FRESNO, Calif. (KFSN) -- Thick fog on Friday made for a mess on the roads through much of the Central Valley, especially during the morning commute.

A Cadillac was almost unrecognizable after its 10 a.m. collision with a big rig on Shaw Avenue in the Biola area, west of Fresno.

California Highway Patrol officers say they believe the driver of the 18-wheeler adjusted for driving in the fog. He was going slower than the speed limit and had his headlights on.

But the man in the Cadillac misjudged the conditions.

"That vehicle entered the opposing eastbound lane in order to pass another vehicle within the fog," said CHP public information officer Mike Salas. "Fog at this time was about a 200-foot or less visibility. (He) did not see that approaching big rig."

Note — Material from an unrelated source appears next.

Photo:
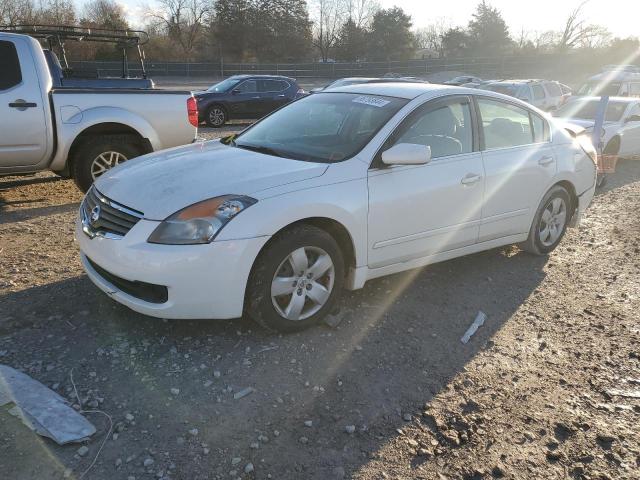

Damaged cars littered Central Valley freeways Friday morning.

Eight vehicles sustained damage in one crash on Highway 99 south of Manning, where Caltrans cameras could barely even catch a glimpse of the road.

Traffic on the freeway was snarled in both directions late into the morning, and visibility was still reduced past noon.

In the South Valley, a major collision at Highway 198 near Highway 43 also slowed traffic.

CHP officers paced cars there to keep drivers safer in the fog.

"We do have all our available officers out on patrol with the anticipation that we are going to have multiple calls," Officer Salas said. "Unfortunately, this was one of those mornings."

Friday was one of the most dangerous on the road this winter.

CHP officers say when you notice thick fog, you should try not to drive unless absolutely necessary.

If you have to drive, make sure to manually turn on your headlights.

Officers say a lot of automatic headlights don't turn on in the fog and they saw a lot of people driving without headlights Friday morning.

And of course, drive as carefully and slowly as possible.

"Regardless of the size of the vehicle, driver error is the number one cause of a crash," Salas said. "Again, speed is the number one concern. Slow down. We just can't stress that enough."

As of Friday afternoon, CHP officers said all of the crash victims survived.

But the man who hit the big rig on Shaw was still in critical condition.